Research in Algebra

Matrix groups Matrix groups of classical type include, for example, the general linear, symplectic and orthogonal groups, and they play an important role in many different branches of mathematics. A group of this type consists of n-by-n matrices defined over some ring, R, and its structure is determined by both n and R. For a given R, the groups tend to be more complicated structure when n is "low". In contrast for "high" n, the groups usually have much simpler properties, the most important of which are independent of n. In the 1950's it was discovered that many important topological results (arising from homological algebra) followed from properties of the classical matrix groups. This has led to the development of an area called Algebraic K-Theory. As a result a great deal of attention has been devoted to, for example, the normal subgroup and automorphism group structure of the classical matrix groups.This work has been extended to other types of matrix group, for example, the Chevalley groups.

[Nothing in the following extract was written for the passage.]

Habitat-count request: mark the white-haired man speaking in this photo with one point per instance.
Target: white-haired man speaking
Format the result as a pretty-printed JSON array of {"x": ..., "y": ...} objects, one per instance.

Lower dimensional groups however are also important .The study of such groups began in the 19th century when mathematicians were searching for functions (of a complex variable) which would generalize the classical trigonometric and elliptic functions. The search for such functions, invariant under a given group of linear fractional transformations, focussed attention on certain 2-by-2 matrix groups. By far the most important of these is the modular group, SL(2,Z). This group is the best known example of a larger class called the Fuchsian groups. Such groups are studied via their action, as isometries (or "distance preserving") maps, on a metric space called hyperbolic 2-space. The study of the Fuchsian groups led to the introduction of an imporant area called combinatorial group theory.

The study of groups of this type, via their action on some space, has been extended in a number of directions. Of particular importance in, for example, manifold theory are the so-called Bianchi groups. They are (low dimensional) groups which act as isometries on hyperbolic 3-space and generalize the Fuchsian groups in a natural way. On the other hand some of these groups act on a graph type structure called a tree (as "adjacency preserving" maps) and their study has led to the development of a geometric area called the theory of Bruhat-Tits buildings.

There are important connections between the theory of matrix groups and number theory which arise via the arithmetic groups. Roughly speaking such groups are matrix groups defined over one of the "basic" rings of number theory, for example the integers, Z. Much of the study of these groups has concentrated on the so-called congruence subgroups which are defined arithmetically.

The study of classical matrix groups can be extended to the algebraic groups and this is where currently much of the research activity is concentrated. Here discrete groups like the Fuchsian and Bianchi groups generalize to the so-called lattices. Again number theory plays an important role. ReadingThe following are among the most important texts in this area.

- A. J. Hahn and O. T. O'Meara, The Classical Groups and K-Theory, Springer 1989.
- M. S. Raghunathan, Discrete subgroups of Lie groups, Springer 1972.
- J-P. Serre, Trees, Springer 1980.
- J. Elstrodt, F. Grunewald and J. Mennicke, Groups acting on Hyperbolic Space, Springer 1998.